UMore Park land transfer

The University has pledged to keep students’ contributions at or below $25 per semester through a land deal in the bill, although Bruininks said the fee likely would be half that. Under this provision, the University will transfer 2,840 acres of UMore Park near Rosemount to the state.

In exchange, the state will make additional contributions to keep student fees down.

The University currently uses the land for research and outreach. The transfer allows the University to continue to use the land as it does now.

Lawmakers have asked how polluted the land is from its previous use. A U.S. military gunpowder plant used to occupy the land given to the University in 1947.

Sen. Mee Moua, DFL-St. Paul, who later would vote against the bill, said in committee that the University had never assumed environmental liability from the federal government.

“The University has been working with the feds and they’re in the process of determining the type of environmental contamination,” Moua said. “It’s pretty probable that once that determination is made, the feds are going to step in to clean that up.”

TCF Bank Stadium?

TCF Bank has offered $35 million to name the stadium TCF Bank Stadium. University Chief Financial Officer Richard Pfutzenreuter said the University is “happy with the deal.” That agreement is set to expire June 30.

The committee did not adopt provisions in the Senate bill preventing stadium funding via naming deals, nor did it accept Veterans’ Memorial Stadium as the on-campus stadium’s name.

Bruininks said the TCF Bank deal frees up money for other University projects.

“I’d rather have the money in the biomedical science building, as we sit here today and debate this issue, than I would face the prospect of giving up this commitment and replacing it either with state money or additional private support,” Bruininks said.
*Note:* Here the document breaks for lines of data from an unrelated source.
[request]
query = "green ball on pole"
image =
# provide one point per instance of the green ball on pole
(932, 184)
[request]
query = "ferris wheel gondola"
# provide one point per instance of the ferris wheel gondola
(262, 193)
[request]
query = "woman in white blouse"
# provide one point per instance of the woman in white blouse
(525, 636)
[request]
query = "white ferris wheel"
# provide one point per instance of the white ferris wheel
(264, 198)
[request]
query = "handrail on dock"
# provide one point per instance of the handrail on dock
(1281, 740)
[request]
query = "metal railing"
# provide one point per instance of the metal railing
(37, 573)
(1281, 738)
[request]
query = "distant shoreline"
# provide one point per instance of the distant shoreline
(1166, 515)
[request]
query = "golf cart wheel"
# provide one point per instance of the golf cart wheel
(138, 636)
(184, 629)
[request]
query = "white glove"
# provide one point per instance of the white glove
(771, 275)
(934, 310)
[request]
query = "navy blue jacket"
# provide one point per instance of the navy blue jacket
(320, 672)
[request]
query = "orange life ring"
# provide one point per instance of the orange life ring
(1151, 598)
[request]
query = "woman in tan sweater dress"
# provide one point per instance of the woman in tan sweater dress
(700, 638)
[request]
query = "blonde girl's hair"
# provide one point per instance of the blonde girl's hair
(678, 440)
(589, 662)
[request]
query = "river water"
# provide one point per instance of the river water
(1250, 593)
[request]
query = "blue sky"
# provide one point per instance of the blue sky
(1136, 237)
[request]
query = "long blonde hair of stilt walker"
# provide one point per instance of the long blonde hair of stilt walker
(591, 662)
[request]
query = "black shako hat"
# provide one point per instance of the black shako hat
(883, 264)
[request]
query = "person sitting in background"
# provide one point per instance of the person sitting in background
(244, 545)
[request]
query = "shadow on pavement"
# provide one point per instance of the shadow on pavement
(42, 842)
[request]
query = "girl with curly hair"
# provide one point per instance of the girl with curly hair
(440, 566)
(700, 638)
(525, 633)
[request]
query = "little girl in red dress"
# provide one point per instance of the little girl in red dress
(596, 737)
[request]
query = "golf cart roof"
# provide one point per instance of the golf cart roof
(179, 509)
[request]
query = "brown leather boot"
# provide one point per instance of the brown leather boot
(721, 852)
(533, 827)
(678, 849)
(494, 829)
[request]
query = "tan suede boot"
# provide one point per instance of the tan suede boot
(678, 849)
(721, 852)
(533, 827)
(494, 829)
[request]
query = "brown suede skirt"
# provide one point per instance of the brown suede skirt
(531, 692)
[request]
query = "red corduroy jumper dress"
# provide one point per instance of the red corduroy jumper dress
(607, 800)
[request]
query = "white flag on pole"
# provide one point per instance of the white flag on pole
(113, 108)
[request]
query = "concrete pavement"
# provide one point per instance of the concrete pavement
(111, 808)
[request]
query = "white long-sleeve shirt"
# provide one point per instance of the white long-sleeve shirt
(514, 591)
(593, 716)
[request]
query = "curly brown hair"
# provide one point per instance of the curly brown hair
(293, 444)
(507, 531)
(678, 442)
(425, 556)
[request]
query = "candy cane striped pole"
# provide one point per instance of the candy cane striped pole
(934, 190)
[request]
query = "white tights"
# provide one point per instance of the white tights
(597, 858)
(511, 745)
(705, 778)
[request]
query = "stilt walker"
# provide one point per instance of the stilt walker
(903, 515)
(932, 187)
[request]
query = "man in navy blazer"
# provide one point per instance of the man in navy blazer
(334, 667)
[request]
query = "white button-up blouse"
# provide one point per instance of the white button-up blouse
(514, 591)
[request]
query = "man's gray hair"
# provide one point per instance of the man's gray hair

Bruininks estimated that the size of the TCF Bank agreement equaled “80 to 100 separate substantial (financial) commitments.”

Still to happen

With legislative obstacles cleared, Republican Governor Tim Pawlenty said he would sign the bill sometime this week on campus.

The University still has to raise more than $50 million in private support, but Bruininks said that there will be a “sharp increase in interest in the Gopher stadium.” He hopes to have the stadium ready by the fall 2009 football season.

Greek and Latin junior Joe McDonald said he is looking forward to Gophers games in the new stadium. He purchased season tickets two years ago, but went to only a couple of games in the “boring” Metrodome, he said.

“I like the open-air idea, the idea of being outside Ö it’s more traditional,” McDonald said.

But Bruininks said an on-campus stadium is not just about football.

“It provides an opportunity to bring the community of Minnesota together with the community of the University,” Bruininks said.